Читаем Памяти пафоса: Статьи, эссе, беседы полностью

Ретроспективная экспозиция Роберта Раушенберга собирает осенние толпы под сводами музея Гугенхайма, одного из крупнейших хранилищ искусства XX века. По словам художника, начиная работу в зазоре между абстрактным экспрессионизмом и только рождавшимся из тумана поп-артом, он мечтал сделать местом своего обитания ту территорию, где искусство и жизнь оберегают как свою неслиянность, так и возможность беспрепятственного взаимопроникновения. Остается признать, что в столь изменчивом пространстве, то сжимаемом до ничтожного лоскутка, то совпадающем с ойкуменой американского мировидения, сосредоточены важнейшие органы поп-арта, и, следовательно, автохарактеристику Раушенберга должно распространить на это направление в целом. Поп-арт — машина превращений. Устройство для алхимических трансфигураций объектов искусства в реальность, которая под давлением экспансии образов сама обращалась в художество, дабы последнее опять стало жизнью. Ареной этих круговоротов и явился поп-арт, по сей день поражающий неусыпной работой в архиве. Представлять дело так, будто он жаждал избавить изображение от глубины и низвести его к чистой поверхности, до полного истребления размазав по ней автора композиций, — значит инфицировать организм предрассудками, не подкрепленными даже авторитетом главных разносчиков этих бацилл (плоскостную трактовку визуального эпоса развивал, в частности, Ролан Барт). Довольно и беглого, из любого угла перспективы, огляда оснований этого стиля, чтоб убедиться, что все обстояло иначе — навыворот, наоборот.
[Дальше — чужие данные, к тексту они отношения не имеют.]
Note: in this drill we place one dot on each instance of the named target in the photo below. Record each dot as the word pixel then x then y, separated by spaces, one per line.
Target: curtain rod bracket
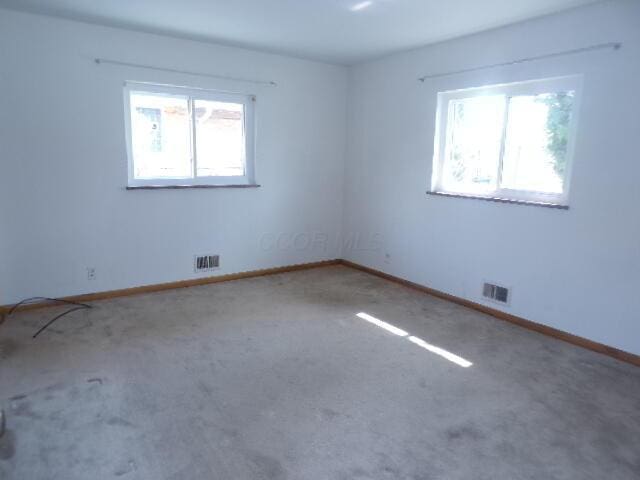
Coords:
pixel 105 61
pixel 601 46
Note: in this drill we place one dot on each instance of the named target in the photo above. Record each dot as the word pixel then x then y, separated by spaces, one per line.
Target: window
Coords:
pixel 183 137
pixel 511 142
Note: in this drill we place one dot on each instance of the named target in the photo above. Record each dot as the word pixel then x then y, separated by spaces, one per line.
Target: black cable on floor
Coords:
pixel 77 306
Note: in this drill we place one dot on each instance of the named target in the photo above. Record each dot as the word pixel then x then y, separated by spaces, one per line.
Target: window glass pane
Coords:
pixel 161 139
pixel 220 139
pixel 473 144
pixel 537 136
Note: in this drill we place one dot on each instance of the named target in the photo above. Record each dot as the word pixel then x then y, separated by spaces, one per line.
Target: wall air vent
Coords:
pixel 496 293
pixel 206 263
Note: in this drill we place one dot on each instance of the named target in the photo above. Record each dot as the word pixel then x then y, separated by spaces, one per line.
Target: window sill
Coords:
pixel 180 187
pixel 502 200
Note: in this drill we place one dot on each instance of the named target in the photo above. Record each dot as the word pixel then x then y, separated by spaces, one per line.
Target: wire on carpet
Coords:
pixel 77 306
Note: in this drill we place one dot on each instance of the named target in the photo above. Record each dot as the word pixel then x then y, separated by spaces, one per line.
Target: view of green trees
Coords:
pixel 558 122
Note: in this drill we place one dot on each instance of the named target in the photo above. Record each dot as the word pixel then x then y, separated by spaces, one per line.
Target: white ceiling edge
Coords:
pixel 284 52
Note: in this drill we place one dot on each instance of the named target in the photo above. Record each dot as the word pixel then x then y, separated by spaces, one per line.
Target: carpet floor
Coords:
pixel 328 373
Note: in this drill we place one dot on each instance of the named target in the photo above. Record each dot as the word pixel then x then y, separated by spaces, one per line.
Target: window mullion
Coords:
pixel 192 122
pixel 503 142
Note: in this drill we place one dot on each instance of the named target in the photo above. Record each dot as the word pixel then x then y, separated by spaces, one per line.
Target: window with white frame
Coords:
pixel 511 142
pixel 188 137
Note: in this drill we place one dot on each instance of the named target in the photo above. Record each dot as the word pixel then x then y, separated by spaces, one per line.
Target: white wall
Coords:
pixel 63 157
pixel 576 270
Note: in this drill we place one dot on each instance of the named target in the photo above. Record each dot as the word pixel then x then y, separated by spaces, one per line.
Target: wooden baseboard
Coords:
pixel 528 324
pixel 125 292
pixel 522 322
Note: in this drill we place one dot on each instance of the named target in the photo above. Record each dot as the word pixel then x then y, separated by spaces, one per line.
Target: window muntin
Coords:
pixel 507 141
pixel 184 137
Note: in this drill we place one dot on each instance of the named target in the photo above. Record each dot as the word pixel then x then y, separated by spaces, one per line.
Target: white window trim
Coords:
pixel 199 94
pixel 532 87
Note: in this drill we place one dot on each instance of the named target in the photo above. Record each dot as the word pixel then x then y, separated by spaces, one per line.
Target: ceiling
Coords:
pixel 336 31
Поп-арт был новейшей иконописью, в той же степени плоской, что и бездонной, окутанной воскурениями национальных потребностей, снов, желаний и ставших реальностью галлюцинаций. Без остатка вобрав в себя смысловую целокупность породившей его космосферы американизма, он заставил наглядное возвыситься до священного, так что в образах Мэрилин, Элвиса и столь же одушевленных эмблемах автомобиля, бейсбола, томатного супа и кока-колы запечатленность иконописных ликов, составивших постиндустриальную потребительскую галерею тайны и святости. Иконы, конечно, не возбраняется считать плоской поверхностью, но даже разуму атеиста и тем паче агностика, если этот разум не полностью отказался от вертикального измерения бытия, доступно узреть в них нечто большее, нежели темперные гладкие доски с наплеском легендарных сюжетов, а именно — расписные врата в невидимую сверхреальность. В данном случае этой областью незримого стала трансценденция американского мифа, воплощенного с такой шокирующе откровенной наглядностью, какая во все времена полагалась синонимом непостижимого. Да, живое лицо, даже лик, свидетельствующий приближение личности. Сошлемся хоть на Флоренского, но что значит «хоть», уж он-то, «мой тихий, мой славный», иконопись потупленным своим ласковым зрением полуславянина-полукавказца изуверски проницал как никто, острее Савонаролы, умноженного на Боттичелли, и безумная жалость, что на смехотворную пару десятилетий разминулся с поп-артом: уж он-то, отец то есть Павел, из благовоннейшей (решительно нечем дышать), почти еретической загустелости своего православия оценил бы сверкание воцерковленных этих изображений, пришедших, кто б мог помыслить, из самой антихристовой бездны антирелигии прагматизма, их размах оценил бы, их католичность или, иными словами, всемирность — и, так распознав, увеличил бы количество примечаний к воздвигнутому им Столпу. Лик, личность, живое лицо. А вы говорите: Элвис, Мэрилин, кока-кола, соковыжималка, электрический тостер, бейсбол — геральдика ужаса, идолища восстания масс, их божества и бесчувственные изваяния их рекламных кумирен. Нет, не так: свет согревающий, сияние душеполезное, пусть не без языческих отблесков, от ларов, пенатов, помощных зверей и домашних — ибо вся цивилизация нынче Дом — охранительных демонов. Поцелуйная трепетность сообщений, посредств и касательств: love me tender tonight.